We regret to record the deaths of M. Emile Duclaux, director of the Pasteur Institute; of Sir Clement Neve Foster, professor of mining in the Royal College of Mining, London; of Professor A. W. Williamson, the eminent British chemist; of Sir Henry Thompson, the distinguished surgeon; and of Sir Henry M. Stanley, the African explorer.
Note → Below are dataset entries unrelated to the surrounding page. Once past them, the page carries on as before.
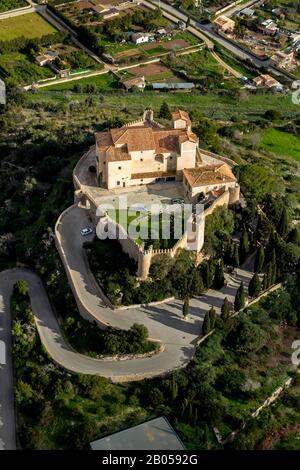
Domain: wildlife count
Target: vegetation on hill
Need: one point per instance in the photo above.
(6, 5)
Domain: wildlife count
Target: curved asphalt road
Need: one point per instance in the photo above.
(164, 322)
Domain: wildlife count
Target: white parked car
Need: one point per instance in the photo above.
(177, 200)
(86, 231)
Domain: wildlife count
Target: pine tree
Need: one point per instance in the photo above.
(254, 286)
(283, 225)
(244, 245)
(225, 310)
(239, 301)
(185, 307)
(259, 259)
(212, 317)
(164, 111)
(235, 256)
(219, 276)
(206, 325)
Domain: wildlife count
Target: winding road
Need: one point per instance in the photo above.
(164, 322)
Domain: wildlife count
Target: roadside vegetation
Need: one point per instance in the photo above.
(7, 5)
(57, 409)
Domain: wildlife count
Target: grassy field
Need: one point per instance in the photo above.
(7, 5)
(102, 82)
(281, 143)
(29, 26)
(20, 70)
(211, 105)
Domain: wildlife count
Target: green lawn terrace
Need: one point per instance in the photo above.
(161, 230)
(8, 5)
(281, 143)
(30, 26)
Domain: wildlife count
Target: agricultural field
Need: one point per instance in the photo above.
(97, 83)
(128, 52)
(29, 26)
(113, 35)
(287, 13)
(156, 72)
(202, 68)
(17, 68)
(7, 5)
(281, 143)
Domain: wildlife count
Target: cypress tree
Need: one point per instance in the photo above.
(239, 301)
(197, 285)
(219, 276)
(283, 225)
(273, 268)
(235, 256)
(208, 274)
(259, 259)
(294, 236)
(265, 282)
(254, 286)
(212, 317)
(244, 245)
(164, 111)
(206, 324)
(185, 307)
(225, 310)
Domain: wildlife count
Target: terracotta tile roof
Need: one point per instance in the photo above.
(209, 174)
(141, 138)
(117, 154)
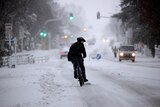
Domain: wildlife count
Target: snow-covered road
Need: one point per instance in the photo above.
(51, 84)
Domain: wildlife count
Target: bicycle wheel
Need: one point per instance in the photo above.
(81, 81)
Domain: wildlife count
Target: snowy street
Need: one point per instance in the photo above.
(51, 84)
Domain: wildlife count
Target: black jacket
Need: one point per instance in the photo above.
(76, 50)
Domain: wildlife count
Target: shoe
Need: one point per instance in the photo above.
(85, 80)
(75, 76)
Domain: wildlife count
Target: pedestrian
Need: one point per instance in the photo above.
(76, 55)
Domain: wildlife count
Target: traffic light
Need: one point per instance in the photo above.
(71, 17)
(98, 15)
(43, 34)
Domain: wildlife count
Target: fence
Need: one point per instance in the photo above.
(22, 59)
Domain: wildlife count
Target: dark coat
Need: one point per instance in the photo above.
(76, 50)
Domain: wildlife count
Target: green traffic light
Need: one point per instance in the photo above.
(43, 34)
(71, 16)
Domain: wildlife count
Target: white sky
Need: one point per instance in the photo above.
(106, 8)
At the recent meeting of the National Academy of Sciences members were elected as follows: Professor William Morris Davis, Harvard University Professor William Fogg Osgood, Harvard University; Professor William T. Councilman, Harvard Medical School; Professor John U. Nef, University of Chicago. The foreign associates elected were: Professor Paul Ehrlich, Frankfurt; Professor H. Rosenbusch, Heidelberg; Professor Emil Fischer, Berlin; Sir William Ramsay, London; Sir William Huggins, London; Professor George H. Darwin, Cambridge; Professor Hugo de Vries, Amsterdam; and Professor Ludwig Boltzmann. Vienna. The Draper gold medal was presented to Professor George E. Hale, of the Yerkes Observatory, Wisconsin, for his researches in astrophysics.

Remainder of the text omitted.